3151 — Potential Cost Effectiveness of New Direct-Acting Antiviral (DAA) Therapy for Untreated Chronic Hepatitis C Genotype 1 Infection in the VA System
Chan K, Edith Nourse Rogers Memorial Veterans Hospital, Bedford, MA, and Boston University; Lai MN, and Groessl EJ, VA San Diego Healthcare System and University of California, San Diego; Hanchate A, VA Boston Healthcare System and Boston University; Wong JB, Tufts University, Boston, MA; Clark J, Edith Nourse Rogers Memorial Veterans Hospital, Bedford, MA, and Boston University; Asch SM, VA Palo Alto Healthcare System and Stanford University; Gifford AL, Edith Nourse Rogers Memorial Veterans Hospital, Bedford, MA, and Boston University; Ho SB, VA San Diego Healthcare System and University of California, San Diego;
The newly approved direct acting antivirals (DAAs), Boceprevir (BOC) and Telaprevir (TEL) have significantly improved SVR rates for HCV Genotype 1 (GT1) patients. The objective was to project potential costs and benefits of DAAs on GT1 patients in the Veterans Health Administration (VHA).

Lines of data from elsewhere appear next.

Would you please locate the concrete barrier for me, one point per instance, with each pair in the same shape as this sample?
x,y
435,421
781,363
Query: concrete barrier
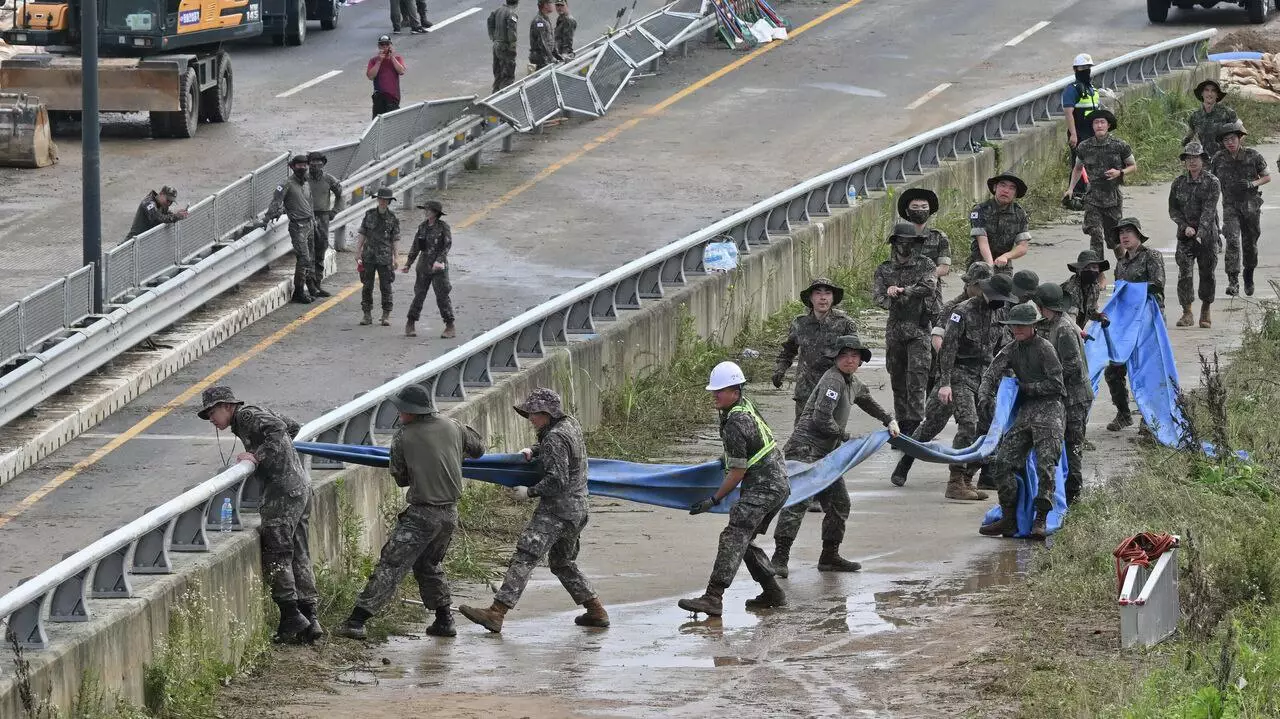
x,y
119,642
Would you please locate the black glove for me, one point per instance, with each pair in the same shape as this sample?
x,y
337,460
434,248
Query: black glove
x,y
703,505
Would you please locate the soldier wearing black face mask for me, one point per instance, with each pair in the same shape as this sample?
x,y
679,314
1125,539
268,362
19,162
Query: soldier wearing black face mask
x,y
1079,100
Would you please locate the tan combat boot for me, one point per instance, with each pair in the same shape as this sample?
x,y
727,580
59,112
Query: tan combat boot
x,y
1187,319
488,618
595,614
959,489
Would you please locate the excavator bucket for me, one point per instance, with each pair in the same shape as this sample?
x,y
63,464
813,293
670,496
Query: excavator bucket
x,y
26,138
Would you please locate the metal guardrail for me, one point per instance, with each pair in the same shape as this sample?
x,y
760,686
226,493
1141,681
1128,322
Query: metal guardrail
x,y
101,571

A decision-analytic Markov model was developed to simulate the lifetime progression of HCV disease and to estimate the costs and clinical impacts of DAA in the current cohort of 103,331 GT1 treatment-naïve patients. Federal pricing for drug costs and published antiviral efficacy data were used, corrected for baseline fibrosis, demographics and co-morbidities of VHA patients. Treatment costs included drugs, inpatient/outpatient visits, and laboratory tests. Four treatment strategies were studied: (1) no treatment, (2) dual therapy pegylated interferon alfa and ribavirin (PR), (3) BOC+PR triple therapy, and (4) TEL+PR triple therapy.

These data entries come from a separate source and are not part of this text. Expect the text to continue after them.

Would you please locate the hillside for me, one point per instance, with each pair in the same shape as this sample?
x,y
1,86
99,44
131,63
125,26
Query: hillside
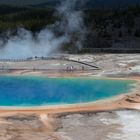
x,y
89,4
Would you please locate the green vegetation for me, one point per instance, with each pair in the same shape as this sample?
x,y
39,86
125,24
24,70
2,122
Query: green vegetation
x,y
107,28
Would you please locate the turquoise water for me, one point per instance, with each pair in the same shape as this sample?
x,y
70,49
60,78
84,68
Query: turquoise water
x,y
37,91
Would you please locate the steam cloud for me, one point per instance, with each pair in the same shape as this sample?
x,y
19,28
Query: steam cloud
x,y
71,27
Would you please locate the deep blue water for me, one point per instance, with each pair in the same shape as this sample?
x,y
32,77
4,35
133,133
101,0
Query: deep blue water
x,y
36,91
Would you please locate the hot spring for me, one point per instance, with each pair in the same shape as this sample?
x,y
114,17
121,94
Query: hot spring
x,y
39,91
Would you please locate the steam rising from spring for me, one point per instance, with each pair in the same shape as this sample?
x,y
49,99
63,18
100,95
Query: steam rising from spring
x,y
71,27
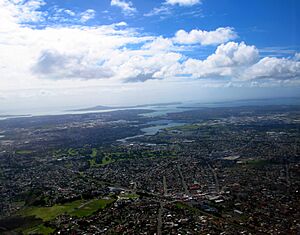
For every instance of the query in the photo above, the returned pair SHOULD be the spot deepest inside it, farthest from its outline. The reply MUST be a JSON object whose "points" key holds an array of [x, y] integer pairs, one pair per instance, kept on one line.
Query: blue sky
{"points": [[110, 51], [265, 23]]}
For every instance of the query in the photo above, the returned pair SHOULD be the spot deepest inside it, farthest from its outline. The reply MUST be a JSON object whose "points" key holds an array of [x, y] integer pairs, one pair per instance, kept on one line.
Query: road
{"points": [[186, 191]]}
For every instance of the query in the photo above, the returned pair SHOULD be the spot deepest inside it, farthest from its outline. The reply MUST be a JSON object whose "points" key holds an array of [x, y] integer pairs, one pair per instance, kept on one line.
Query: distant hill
{"points": [[101, 107]]}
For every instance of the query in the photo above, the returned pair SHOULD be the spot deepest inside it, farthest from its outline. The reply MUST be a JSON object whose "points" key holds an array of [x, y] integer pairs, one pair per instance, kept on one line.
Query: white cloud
{"points": [[87, 15], [162, 11], [127, 7], [229, 60], [69, 12], [183, 2], [217, 36], [274, 68], [65, 66]]}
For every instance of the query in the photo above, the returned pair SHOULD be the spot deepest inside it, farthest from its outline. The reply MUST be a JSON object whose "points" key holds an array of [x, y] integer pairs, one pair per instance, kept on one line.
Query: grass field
{"points": [[40, 229], [21, 152], [79, 208]]}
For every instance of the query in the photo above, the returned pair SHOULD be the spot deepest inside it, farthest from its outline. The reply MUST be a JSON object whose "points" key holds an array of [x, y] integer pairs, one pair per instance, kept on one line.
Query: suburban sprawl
{"points": [[211, 170]]}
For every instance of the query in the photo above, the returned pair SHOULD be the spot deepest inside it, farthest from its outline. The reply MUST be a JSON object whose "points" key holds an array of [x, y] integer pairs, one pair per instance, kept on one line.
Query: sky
{"points": [[80, 53]]}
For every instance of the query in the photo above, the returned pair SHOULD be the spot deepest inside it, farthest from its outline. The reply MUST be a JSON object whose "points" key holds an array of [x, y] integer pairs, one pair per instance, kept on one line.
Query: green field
{"points": [[40, 229], [78, 208], [21, 152]]}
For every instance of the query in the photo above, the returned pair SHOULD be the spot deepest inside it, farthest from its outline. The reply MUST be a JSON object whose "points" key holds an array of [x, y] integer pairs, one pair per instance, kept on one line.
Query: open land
{"points": [[229, 170]]}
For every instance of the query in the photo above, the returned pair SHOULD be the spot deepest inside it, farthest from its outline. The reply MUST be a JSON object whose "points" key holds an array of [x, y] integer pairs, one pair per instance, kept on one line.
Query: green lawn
{"points": [[40, 229], [77, 208], [21, 152], [91, 207]]}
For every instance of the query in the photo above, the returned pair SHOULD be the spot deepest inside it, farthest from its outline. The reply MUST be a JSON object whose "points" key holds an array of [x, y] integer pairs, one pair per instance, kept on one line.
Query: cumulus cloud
{"points": [[183, 2], [274, 68], [218, 36], [54, 65], [127, 7], [87, 15], [229, 60]]}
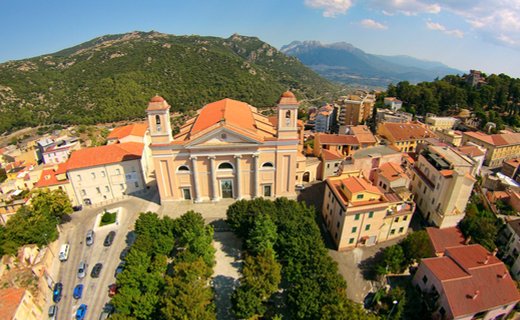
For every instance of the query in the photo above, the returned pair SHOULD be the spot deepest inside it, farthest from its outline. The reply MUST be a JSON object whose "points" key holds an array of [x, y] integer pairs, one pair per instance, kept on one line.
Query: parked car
{"points": [[56, 295], [113, 290], [78, 290], [90, 238], [80, 314], [109, 239], [120, 268], [124, 253], [96, 270], [82, 269], [53, 312]]}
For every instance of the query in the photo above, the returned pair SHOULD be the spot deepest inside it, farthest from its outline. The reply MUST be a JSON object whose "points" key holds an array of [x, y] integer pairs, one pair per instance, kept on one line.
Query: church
{"points": [[227, 150]]}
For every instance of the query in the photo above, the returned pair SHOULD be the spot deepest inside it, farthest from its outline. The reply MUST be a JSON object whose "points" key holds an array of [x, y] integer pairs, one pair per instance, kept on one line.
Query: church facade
{"points": [[227, 150]]}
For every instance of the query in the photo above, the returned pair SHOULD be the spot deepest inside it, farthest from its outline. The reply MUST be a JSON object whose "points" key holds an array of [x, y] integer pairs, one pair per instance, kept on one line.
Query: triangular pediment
{"points": [[222, 137]]}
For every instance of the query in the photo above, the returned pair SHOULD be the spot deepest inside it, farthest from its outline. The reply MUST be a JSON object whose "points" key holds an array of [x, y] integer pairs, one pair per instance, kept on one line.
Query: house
{"points": [[467, 282], [442, 183], [393, 103], [17, 303], [405, 136], [500, 147], [106, 172], [357, 213], [227, 150]]}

Taking into account published virologic response rates relative to control, response guided therapy, and stopping rules, the average treatment weeks included 1) PR for 38 weeks, 2) BOC for 30 wks with PR for 35 wks, or 3) TEL for 12 wks with PR for 27 wks. Estimated current treatment costs for PR, BOC+PR, and TEL+PR are $8000, $ 31,300 and $ 41,700 per average patient, respectively. Assuming continuation of the current treatment rate of 21%, the total system-wide costs to adopt BOC+PR or TEL+PR would be $679 million and $905 million, respectively. Assuming a 21% treatment rate, the relative reduction in liver-related death from no treatment is 5%, 8.7%, and 8.4% for PR, Boc+PR, and Tel+PR, respectively. If 50% of patients are treated, the relative reduction in liver-related death from no treatment is 11.9%, 20.5%, and 20.3% for PR, BOC+PR, and TEL+PR, respectively. Preliminary incremental cost effectiveness ratios for treatment BOC+PR, and TEL+PR vs. PR alone are $21,393 per QALY and $41,982 per QALY, respectively.

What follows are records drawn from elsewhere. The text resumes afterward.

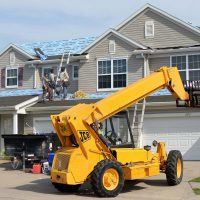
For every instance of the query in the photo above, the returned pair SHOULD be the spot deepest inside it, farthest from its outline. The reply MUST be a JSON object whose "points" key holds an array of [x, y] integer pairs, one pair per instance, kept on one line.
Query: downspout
{"points": [[35, 77], [140, 129]]}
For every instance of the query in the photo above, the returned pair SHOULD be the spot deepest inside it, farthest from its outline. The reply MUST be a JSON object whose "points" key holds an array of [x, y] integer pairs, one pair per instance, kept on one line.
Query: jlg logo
{"points": [[84, 136]]}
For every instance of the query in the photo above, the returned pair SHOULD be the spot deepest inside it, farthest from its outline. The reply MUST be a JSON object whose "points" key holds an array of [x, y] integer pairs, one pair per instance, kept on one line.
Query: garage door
{"points": [[181, 133], [42, 125]]}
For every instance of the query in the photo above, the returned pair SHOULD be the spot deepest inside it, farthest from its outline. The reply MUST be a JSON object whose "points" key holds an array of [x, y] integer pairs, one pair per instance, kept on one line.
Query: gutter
{"points": [[162, 51], [72, 58]]}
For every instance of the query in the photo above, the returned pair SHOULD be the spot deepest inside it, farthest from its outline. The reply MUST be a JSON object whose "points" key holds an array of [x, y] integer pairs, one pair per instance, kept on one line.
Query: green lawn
{"points": [[196, 180], [196, 191]]}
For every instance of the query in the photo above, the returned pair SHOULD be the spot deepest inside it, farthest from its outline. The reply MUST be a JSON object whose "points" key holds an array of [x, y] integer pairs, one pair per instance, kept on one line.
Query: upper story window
{"points": [[11, 77], [188, 66], [111, 46], [12, 58], [149, 29], [75, 72], [46, 70], [112, 74]]}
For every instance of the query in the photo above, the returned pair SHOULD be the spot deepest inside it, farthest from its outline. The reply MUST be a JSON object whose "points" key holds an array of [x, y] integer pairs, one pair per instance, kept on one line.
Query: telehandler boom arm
{"points": [[94, 113]]}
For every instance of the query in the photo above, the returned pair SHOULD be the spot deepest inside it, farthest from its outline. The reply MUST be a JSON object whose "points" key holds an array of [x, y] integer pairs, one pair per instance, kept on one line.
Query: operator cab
{"points": [[117, 131]]}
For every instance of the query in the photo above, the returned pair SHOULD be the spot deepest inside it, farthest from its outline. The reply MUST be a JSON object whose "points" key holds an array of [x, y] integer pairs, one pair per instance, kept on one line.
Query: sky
{"points": [[24, 21]]}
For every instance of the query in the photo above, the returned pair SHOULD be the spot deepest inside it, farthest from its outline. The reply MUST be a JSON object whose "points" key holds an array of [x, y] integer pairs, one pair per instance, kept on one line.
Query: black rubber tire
{"points": [[97, 178], [66, 188], [171, 168]]}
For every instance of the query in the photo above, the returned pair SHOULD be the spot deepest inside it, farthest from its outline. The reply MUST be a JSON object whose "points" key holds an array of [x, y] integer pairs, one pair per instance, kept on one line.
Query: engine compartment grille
{"points": [[62, 161]]}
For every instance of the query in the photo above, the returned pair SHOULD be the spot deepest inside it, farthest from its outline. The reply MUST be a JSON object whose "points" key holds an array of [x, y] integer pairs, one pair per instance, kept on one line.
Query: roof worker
{"points": [[64, 79], [52, 83], [47, 91]]}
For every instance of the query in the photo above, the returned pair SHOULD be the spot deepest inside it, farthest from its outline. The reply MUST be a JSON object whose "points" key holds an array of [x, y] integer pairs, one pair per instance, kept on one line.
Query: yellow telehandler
{"points": [[87, 154]]}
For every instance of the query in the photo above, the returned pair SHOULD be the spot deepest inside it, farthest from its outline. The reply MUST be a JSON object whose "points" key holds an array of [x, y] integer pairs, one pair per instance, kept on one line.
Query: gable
{"points": [[168, 33], [19, 57]]}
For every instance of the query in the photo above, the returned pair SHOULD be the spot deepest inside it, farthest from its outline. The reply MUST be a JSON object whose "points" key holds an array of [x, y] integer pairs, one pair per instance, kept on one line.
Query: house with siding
{"points": [[141, 44]]}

Our model indicates potential high upfront investments with BOC+PR, and TEL+PR, with acceptable incremental cost effectiveness compared with standard PR or no treatment. Despite greater efficacy, the overall impact of DAA on liver related death may be limited due to low antiviral treatment rates.
These data illustrate the implications of increasing antiviral treatment rates and optimizing adherence in the VHA system. This model will allow continued estimations of costs and benefits in the VHA with rapidly evolving new therapies with greater tolerance and efficacy.